Aber nicht nur das. Jürgen Henkys hat sich von den Dichtern des Kirchenliedes auch inspirieren lassen, selbst Lieder zu schreiben und Lieder anderer Sprachen nachzudichten. Etwa 175 Kirchenlieder aus anderen Ländern hat er in der deutschen Sprache eine neue künstlerische Form gegeben. Über zehn Lieder davon sind in das Evangelische Gesangbuch von heute aufgenommen worden. „Morgenlicht leuchtet“, „Korn, das in die Erde“, „Holz auf Jesu Schultern“ und „Der schöne Ostertag“ zählen zu den Liedern, die in den christlichen Gemeinden heimisch geworden sind.

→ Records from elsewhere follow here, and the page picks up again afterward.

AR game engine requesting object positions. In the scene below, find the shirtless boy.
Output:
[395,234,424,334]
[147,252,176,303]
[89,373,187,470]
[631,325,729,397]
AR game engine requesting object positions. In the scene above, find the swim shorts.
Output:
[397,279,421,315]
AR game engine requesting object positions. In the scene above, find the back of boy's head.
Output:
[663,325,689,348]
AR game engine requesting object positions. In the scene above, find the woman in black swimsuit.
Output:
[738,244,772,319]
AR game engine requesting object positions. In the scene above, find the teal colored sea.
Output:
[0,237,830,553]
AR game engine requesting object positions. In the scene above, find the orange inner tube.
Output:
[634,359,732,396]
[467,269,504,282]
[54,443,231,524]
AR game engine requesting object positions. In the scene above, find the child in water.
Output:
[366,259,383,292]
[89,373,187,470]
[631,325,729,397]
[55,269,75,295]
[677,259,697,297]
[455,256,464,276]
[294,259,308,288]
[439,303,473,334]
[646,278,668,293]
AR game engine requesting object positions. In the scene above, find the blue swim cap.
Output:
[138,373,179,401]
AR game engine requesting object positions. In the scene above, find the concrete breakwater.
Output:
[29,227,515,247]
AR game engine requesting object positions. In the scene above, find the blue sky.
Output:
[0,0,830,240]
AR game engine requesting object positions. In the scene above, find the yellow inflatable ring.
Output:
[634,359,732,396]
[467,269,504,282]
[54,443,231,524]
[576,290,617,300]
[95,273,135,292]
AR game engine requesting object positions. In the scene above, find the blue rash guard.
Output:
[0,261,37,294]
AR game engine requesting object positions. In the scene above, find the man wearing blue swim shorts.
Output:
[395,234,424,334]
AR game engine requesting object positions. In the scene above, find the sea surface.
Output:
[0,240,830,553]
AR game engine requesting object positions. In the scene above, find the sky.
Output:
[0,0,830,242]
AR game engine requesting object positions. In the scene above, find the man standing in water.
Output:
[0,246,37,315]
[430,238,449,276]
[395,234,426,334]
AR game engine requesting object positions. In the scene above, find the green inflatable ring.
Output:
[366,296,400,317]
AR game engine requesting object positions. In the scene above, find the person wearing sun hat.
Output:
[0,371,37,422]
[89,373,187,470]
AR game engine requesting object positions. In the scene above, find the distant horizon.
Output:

Die Sensibilität für die ästhetische Dimension des Lebens im christlichen Glauben und für das gesungene Gotteslob erklärt es auch, warum Jürgen Henkys sich der Dichtung Dietrich Bonhoeffers mit besonderer Sorgfalt zugewendet hat. In seinem Buch „Geheimnis der Freiheit“ von 2005 hat er die Gedichte, die Bonhoeffer im Gefängnis geschrieben hat, minutiös aufgeschlüsselt. Er hat sie nach den theologischen Intentionen befragt, die Bonhoeffer im Gefängnis umgetrieben haben. Er hat sie zu den Traditionen geistlicher und weltlicher Dichtung in Beziehung gesetzt, die bei Bonhoeffer zum großen Teil nur durchschimmern. An dem, was Jürgen Henkys in diesen Gedichten aufgehellt hat, wird fortan niemand mehr vorbeigehen können, der sich der Theologie und dem Leben Dietrich Bonhoeffers, die auch zum ästhetischen Ausdruck drängten, zuwendet.
Was Jürgen Henkys uns gegeben hat, ist darum mit seinem Heimgang ganz gewiss nicht vergangen. Es wurzelt für die, die mit ihm auf dem Wege waren, bleibend in ihrer christlichen und theologischen Existenz. Am Ende bleibt der Dank für dieses Leben. Er ist eingebettet in die Gewissheit, dass diesem Lehrer unserer Kirche jetzt das ewige Licht leuchtet, dessen Vorscheinen in unserem Leben sein Lebenswerk galt.